Websites · The Editors · 4 min read ·

Featured: Squarespace
Squarespace's brand guidelines site opens on the word "Logo" set roughly 190 pixels tall, one paragraph underneath it, and nothing else above the fold. Then "Color". Then "Motion". Six sections at brand.squarespace.com, each one a single word the size of a small building.
That's the whole idea, and it holds up better than it should.

One size, six words
Here's the decision a designer will notice first. The section titles aren't fitted to the line. They're all set at the same size, and the word gets whatever room it needs.
Measure them. "Typography" runs about 1,060 pixels across ten characters. "Color" runs 490 across five. "Motion" 610 across six. "Logo" 440 across four. That's around 105 pixels per character every time. Nobody scaled the word to fill the measure, which would have been the tidier choice and would have made every page look deliberate in a mockup.
So "Typography" nearly touches the right margin and "Logo" stops a third of the way in, leaving a shelf of white space that does nothing. Letting it do nothing is the point. The pages are visibly the same system rather than six compositions that happen to rhyme.
The paragraph is doing print things
Under each title sits one paragraph, and it's set with a first-line indent. An actual indent, the kind you'd find in a book, on a web page in 2026.
Out in the left margin, level with that first line, there's a small grey label in parentheses: ( Typography ), ( Color ), ( Motion ). It repeats the word you're already looking at. As information it's redundant. As typography it's a marginal note, and it anchors the left edge so the indent reads as a decision instead of a broken text-indent rule.
The paragraph itself is set wide and large, around 48 pixels, ragged right, tight leading. At that size a lede stops being body copy and starts being the layout.

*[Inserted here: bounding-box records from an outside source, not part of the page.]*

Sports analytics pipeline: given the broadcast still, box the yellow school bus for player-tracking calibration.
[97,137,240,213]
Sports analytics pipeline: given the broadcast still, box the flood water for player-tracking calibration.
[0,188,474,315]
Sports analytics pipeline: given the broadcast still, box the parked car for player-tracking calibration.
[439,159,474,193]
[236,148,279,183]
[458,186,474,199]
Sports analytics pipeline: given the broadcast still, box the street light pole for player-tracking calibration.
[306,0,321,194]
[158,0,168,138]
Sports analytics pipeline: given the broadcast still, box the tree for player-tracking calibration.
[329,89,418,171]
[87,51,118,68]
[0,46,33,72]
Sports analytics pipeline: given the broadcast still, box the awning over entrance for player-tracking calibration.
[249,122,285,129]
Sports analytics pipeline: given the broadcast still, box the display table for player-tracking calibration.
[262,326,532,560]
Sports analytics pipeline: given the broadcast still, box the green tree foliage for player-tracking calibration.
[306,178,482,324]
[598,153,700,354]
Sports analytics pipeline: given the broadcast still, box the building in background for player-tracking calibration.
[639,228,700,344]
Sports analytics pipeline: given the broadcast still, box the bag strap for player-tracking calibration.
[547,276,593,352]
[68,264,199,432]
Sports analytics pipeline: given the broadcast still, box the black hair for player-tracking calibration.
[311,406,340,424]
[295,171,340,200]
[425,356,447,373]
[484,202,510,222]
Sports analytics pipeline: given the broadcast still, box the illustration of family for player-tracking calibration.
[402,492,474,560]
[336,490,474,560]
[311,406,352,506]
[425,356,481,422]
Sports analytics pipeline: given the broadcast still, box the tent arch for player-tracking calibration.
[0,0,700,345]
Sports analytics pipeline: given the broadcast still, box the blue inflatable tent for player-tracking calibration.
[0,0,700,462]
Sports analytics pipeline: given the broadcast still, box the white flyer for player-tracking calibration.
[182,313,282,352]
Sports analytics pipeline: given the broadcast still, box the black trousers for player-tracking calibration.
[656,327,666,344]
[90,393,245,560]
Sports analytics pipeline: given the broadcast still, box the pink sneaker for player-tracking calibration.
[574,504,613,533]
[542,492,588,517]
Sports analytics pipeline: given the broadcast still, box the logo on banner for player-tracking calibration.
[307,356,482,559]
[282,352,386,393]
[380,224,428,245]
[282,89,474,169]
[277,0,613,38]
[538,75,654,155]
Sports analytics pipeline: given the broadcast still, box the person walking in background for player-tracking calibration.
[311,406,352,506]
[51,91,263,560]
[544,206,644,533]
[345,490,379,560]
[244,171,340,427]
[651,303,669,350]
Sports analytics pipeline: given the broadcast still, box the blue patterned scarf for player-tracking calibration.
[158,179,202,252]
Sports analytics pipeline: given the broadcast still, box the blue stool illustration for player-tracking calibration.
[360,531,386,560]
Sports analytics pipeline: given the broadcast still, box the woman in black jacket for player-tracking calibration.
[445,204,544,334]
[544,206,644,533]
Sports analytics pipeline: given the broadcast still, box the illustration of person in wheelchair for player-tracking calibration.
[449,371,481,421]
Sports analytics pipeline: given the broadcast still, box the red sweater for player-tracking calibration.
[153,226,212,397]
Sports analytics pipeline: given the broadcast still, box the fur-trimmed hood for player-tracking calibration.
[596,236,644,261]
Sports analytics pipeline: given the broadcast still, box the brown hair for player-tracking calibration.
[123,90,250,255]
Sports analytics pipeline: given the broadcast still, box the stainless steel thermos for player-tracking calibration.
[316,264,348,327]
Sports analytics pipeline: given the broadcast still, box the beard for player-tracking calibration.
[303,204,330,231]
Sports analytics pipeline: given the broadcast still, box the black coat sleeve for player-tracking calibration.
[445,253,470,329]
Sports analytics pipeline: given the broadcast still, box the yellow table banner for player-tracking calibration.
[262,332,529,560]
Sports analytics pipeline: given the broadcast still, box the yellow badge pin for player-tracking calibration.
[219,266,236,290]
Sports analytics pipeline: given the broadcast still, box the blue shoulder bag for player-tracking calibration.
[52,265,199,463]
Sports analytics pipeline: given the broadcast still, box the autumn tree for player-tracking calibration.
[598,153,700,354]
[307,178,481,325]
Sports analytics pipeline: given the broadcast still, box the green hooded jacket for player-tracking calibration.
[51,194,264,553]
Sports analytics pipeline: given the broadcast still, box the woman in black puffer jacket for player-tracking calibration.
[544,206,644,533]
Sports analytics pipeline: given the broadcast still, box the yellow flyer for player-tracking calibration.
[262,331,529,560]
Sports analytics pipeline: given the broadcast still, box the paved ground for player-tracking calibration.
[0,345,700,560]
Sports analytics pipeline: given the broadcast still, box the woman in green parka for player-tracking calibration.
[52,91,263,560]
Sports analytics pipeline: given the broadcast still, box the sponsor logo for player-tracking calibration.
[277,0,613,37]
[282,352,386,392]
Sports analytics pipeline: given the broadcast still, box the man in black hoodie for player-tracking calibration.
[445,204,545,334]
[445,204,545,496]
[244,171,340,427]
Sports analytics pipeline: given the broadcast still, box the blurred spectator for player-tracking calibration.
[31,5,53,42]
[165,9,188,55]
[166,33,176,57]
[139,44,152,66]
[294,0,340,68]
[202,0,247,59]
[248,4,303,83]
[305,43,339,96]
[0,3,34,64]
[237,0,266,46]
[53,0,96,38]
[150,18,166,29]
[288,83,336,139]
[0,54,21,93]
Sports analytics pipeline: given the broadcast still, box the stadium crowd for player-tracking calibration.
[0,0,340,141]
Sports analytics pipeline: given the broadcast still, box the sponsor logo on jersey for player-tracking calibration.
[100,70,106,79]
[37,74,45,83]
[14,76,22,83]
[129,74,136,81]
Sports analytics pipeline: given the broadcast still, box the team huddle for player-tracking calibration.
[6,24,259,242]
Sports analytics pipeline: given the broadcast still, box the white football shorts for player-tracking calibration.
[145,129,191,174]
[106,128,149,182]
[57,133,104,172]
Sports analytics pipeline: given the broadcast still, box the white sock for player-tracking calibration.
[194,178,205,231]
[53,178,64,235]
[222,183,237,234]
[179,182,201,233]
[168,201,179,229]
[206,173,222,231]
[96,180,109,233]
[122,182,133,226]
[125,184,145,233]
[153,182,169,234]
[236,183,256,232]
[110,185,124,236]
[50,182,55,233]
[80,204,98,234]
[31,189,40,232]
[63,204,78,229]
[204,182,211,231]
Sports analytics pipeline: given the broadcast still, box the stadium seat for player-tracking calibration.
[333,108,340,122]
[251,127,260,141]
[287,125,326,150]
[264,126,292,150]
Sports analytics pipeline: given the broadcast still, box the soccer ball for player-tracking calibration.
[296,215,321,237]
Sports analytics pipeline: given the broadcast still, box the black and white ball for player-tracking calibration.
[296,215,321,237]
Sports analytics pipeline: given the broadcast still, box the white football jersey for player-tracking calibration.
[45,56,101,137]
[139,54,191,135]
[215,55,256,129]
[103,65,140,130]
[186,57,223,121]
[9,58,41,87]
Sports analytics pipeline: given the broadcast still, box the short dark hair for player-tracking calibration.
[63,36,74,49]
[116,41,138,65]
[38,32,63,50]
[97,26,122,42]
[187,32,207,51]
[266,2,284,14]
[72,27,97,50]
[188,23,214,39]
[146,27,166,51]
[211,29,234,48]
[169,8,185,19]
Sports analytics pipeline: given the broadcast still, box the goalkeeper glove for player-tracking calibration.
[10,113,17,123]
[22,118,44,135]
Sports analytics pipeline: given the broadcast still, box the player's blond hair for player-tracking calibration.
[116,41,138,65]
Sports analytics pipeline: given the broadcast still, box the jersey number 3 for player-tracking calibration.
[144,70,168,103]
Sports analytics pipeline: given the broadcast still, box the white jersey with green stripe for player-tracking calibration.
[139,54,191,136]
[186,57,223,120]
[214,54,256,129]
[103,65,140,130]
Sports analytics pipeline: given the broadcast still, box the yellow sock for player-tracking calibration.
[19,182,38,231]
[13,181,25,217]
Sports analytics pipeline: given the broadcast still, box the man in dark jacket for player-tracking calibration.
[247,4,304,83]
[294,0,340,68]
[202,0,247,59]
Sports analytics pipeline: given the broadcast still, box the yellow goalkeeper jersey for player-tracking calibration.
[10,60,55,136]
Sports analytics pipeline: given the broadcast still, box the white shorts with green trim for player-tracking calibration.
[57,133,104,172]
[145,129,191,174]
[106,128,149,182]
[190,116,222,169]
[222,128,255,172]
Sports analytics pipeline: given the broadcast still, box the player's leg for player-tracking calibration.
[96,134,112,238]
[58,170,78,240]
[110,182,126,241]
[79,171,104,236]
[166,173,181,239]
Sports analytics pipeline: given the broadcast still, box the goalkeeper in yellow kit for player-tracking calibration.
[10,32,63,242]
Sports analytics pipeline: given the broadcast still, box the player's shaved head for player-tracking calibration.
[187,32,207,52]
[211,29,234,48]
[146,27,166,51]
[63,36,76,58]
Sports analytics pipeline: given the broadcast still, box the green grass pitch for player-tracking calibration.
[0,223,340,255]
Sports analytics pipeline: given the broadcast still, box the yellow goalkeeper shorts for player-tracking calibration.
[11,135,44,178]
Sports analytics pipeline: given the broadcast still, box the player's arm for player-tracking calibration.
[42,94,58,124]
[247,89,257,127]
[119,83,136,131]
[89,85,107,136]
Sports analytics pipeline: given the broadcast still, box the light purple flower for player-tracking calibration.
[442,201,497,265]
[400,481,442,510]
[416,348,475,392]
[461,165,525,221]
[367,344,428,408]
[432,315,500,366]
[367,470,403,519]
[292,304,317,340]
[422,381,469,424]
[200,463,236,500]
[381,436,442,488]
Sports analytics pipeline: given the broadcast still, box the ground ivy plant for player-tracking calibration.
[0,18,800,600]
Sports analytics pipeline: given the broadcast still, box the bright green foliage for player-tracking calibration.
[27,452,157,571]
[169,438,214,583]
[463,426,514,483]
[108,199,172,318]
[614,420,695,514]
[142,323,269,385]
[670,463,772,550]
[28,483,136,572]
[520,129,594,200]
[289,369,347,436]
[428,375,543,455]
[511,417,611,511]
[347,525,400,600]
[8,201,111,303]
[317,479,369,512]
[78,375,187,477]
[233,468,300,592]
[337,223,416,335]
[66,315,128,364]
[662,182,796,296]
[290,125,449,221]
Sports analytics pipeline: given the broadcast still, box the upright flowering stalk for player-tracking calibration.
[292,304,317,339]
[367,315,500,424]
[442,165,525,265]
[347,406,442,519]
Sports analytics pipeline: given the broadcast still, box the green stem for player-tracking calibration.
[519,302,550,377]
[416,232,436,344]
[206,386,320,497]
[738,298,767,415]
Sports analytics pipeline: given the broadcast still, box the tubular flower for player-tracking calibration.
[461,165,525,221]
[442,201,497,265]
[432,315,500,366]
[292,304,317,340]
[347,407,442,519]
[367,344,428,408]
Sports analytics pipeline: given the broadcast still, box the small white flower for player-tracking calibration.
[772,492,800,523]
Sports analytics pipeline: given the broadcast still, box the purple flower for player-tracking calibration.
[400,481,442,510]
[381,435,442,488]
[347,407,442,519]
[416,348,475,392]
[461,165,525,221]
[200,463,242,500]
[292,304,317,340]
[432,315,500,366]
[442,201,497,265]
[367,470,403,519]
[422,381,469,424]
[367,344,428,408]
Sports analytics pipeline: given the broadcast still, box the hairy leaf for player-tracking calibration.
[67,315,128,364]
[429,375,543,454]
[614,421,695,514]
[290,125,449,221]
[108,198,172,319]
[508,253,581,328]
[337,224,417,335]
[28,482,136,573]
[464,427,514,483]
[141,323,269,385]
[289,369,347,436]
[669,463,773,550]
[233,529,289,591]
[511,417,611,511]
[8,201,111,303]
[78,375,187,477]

Clarkson, named after the door
The typeface is Clarkson, and the typography section explains the name: Squarespace's headquarters at 8 Clarkson Street. It was drawn by François Rappo and released through Optimo in 2018, when DIA built the kinetic identity around it.
Scroll the typography section and the specimens arrive as tiles on a staggered grid, different sizes, sitting at different heights, captioned in small grey text. "Clarkson". "Clarkson Condensed". Black square with white letters cropped hard, a rust-red panel with a row of A's marching off the edge. It reads like a contact sheet someone pinned up, and the irregularity gives the section the only real texture on the site.
The color section shows almost no color
"Our color approach prioritizes elegance, restraint, and timelessness," the color page says. "The palette is intentionally neutral so that, like a gallery, it serves as a blank slate." Below the fold: a white anemone against near-black.
A color page that declines to show you a swatch wall is a position. Squarespace is saying the palette is a stage for other people's photographs, which is what a website builder's brand has to be. The page argues it by demonstration rather than by hex value.

Where it strains
Two things. The template is so fixed that by the fourth section you've learned the shape and start scrolling past the fold on arrival, and the writing under the titles is thinner than the setting deserves. "Clarity over clutter, and impact over noise" is a sentence that could sit under any logo.
The bigger cost is structural. Every word on the site is rendered by JavaScript, so the HTML that comes back holds a title tag and nothing else. Nobody can quote the guidelines from a view-source, and search engines see an empty room. For a public brand reference, meant to be looked up and cited by people building on the platform, that's a strange place to land.
Still. The site obeys the rules it documents: clarity over clutter, one word per page, and the nerve to leave the rest of the line empty. Squarespace built it in-house, and the discipline is the argument.